Focus Question: How does an individual use personal interests and strengths to impact the common good?
Through literature, students recognize that everyone can be a philanthropist by sharing time, talent, or treasure for the common good. They will listen and respond to a presentation given by a member of a Community Foundation (a Youth Advisory Committee member, if possible) and write a grant proposal.
To introduce students to the idea of helping others and to have them understand that they can also be philanthropic. (They have time, treasures and/or talents to share.)

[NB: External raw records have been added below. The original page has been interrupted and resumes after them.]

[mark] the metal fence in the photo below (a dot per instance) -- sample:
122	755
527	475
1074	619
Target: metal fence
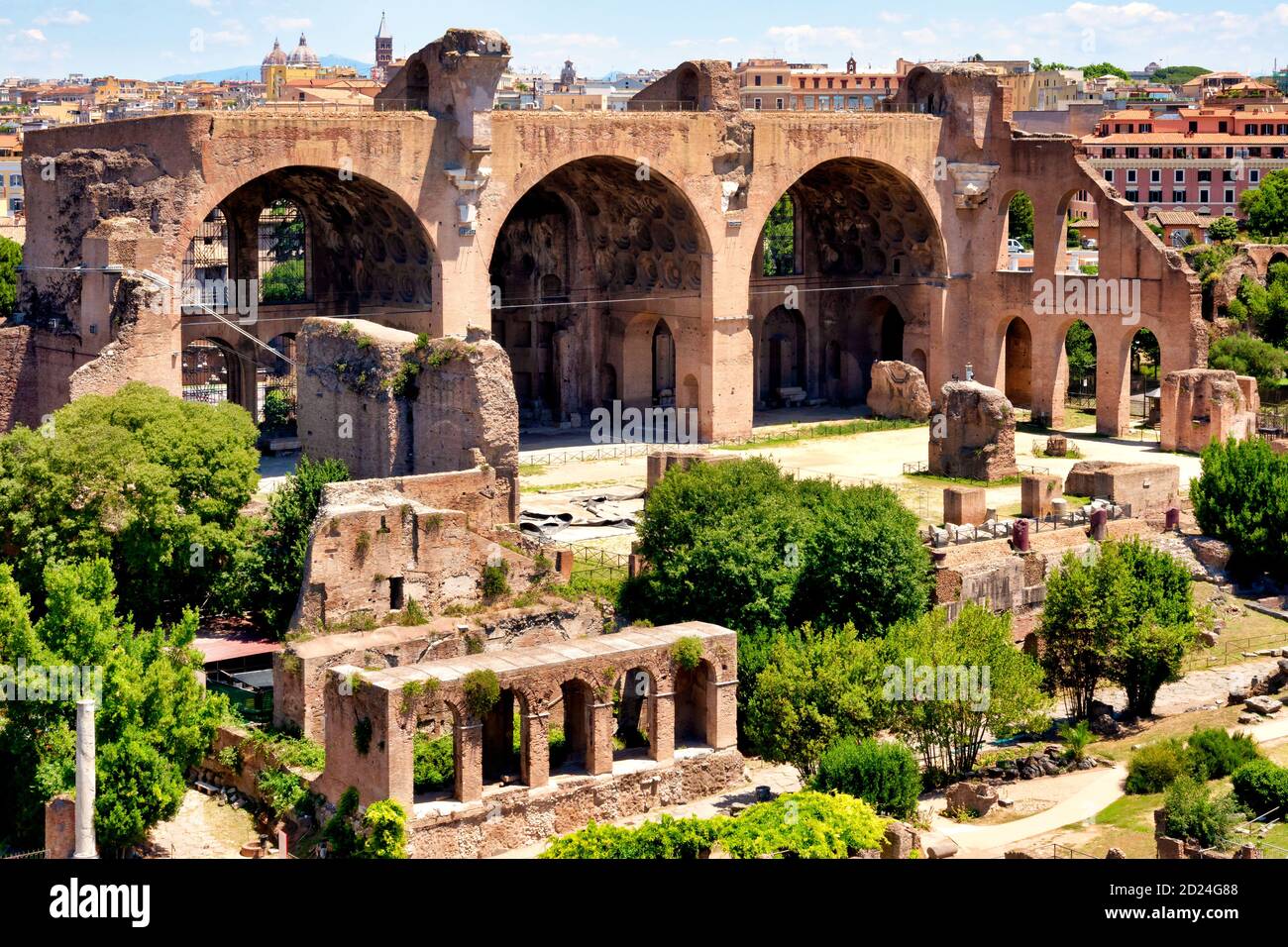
1229	651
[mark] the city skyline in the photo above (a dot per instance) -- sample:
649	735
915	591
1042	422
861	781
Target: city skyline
91	38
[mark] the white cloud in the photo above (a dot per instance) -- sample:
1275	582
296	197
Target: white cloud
68	18
232	34
286	24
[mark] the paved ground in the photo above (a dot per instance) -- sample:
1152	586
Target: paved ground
204	830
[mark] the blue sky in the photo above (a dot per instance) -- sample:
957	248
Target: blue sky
147	39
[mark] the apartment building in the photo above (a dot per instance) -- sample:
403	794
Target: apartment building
1199	158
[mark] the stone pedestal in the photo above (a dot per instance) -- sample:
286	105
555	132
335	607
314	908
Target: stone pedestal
965	505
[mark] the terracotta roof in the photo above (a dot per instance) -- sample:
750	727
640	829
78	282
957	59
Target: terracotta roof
1179	218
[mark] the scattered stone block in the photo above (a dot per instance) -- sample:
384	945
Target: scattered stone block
965	505
978	431
900	390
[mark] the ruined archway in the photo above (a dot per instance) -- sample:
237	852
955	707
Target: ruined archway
855	253
599	252
1018	364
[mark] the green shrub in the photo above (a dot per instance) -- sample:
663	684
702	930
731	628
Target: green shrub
1077	738
883	775
1216	754
433	763
1194	814
1262	788
279	789
1157	766
803	825
385	823
687	652
482	690
1241	499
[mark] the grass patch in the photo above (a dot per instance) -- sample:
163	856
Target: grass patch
925	475
861	425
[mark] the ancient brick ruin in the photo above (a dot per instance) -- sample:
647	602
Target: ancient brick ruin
613	257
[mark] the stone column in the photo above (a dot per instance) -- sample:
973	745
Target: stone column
599	741
86	780
661	738
468	748
535	753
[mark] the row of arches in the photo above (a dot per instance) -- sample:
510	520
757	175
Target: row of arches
580	727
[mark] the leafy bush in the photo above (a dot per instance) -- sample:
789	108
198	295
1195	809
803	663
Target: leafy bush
883	775
687	652
482	690
1247	355
385	823
433	763
150	482
281	789
1077	738
1262	787
1157	766
947	684
1241	499
1127	616
812	688
1224	228
803	825
1216	754
1193	813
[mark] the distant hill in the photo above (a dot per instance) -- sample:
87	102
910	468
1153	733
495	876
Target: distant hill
253	71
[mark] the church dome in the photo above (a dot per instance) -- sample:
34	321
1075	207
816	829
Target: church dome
277	56
303	55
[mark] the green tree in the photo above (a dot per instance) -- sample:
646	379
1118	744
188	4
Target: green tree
1126	616
1266	205
863	564
967	681
154	719
1224	228
1247	355
1241	497
1104	68
385	823
11	258
1019	219
142	478
816	686
274	573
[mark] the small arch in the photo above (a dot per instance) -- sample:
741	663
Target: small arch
209	372
1018	364
696	703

The class will review the list of possible service projects from the previous lesson and those that they gathered with their families. After working in small groups, they will narrow the list to one or two projects through consensus. The teacher will explain that there are organizations that can help fund service projects. Letters (or a phone call) will be written to invite a local Community Foundation Youth Advisory Committee member to the classroom to explain their purpose.

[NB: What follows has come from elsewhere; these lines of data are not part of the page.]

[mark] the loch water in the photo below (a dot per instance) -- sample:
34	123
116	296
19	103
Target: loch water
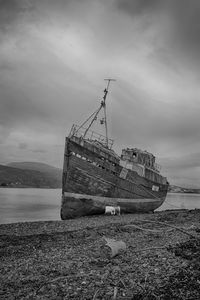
20	205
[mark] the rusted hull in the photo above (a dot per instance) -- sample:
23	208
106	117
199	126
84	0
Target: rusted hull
89	188
77	205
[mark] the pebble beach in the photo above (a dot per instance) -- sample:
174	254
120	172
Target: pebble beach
72	260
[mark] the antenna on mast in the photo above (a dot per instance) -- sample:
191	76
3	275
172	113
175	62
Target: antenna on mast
103	103
93	117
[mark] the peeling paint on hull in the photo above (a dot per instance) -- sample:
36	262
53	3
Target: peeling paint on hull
91	183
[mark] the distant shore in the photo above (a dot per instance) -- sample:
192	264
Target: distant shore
69	259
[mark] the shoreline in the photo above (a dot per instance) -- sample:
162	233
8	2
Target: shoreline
70	260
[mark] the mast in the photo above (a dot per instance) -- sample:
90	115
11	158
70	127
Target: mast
94	115
104	106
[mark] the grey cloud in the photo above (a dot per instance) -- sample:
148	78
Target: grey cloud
23	146
137	7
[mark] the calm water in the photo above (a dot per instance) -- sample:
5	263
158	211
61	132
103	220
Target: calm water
19	205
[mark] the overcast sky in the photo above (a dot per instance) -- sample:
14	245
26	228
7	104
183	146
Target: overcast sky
54	56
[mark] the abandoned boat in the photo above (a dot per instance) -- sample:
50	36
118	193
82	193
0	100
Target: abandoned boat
96	180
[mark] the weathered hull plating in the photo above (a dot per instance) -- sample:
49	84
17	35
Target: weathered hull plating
77	205
89	188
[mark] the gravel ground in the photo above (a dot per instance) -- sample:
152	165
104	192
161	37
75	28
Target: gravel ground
70	259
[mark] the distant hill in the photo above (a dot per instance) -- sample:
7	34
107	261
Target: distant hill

Note to the teacher: Community Foundation Youth Advisory Committees exist to establish youth as philanthropists, and to build permanent and growing funds within each community to meet local youth needs. They support youth as valuable resources and decision-makers in communities, and establish important statewide ties to service, volunteerism, philanthropy, and service-learning. There are Youth Advisory Committees in most areas. You can find a list on the Internet by searching under “Community Foundation Youth Advisory Committees.”
The class will listen and respond to a presentation given by a member of a Community Foundation Youth Advisory Committee.
To organize and write a grant proposal to complete an identified service project.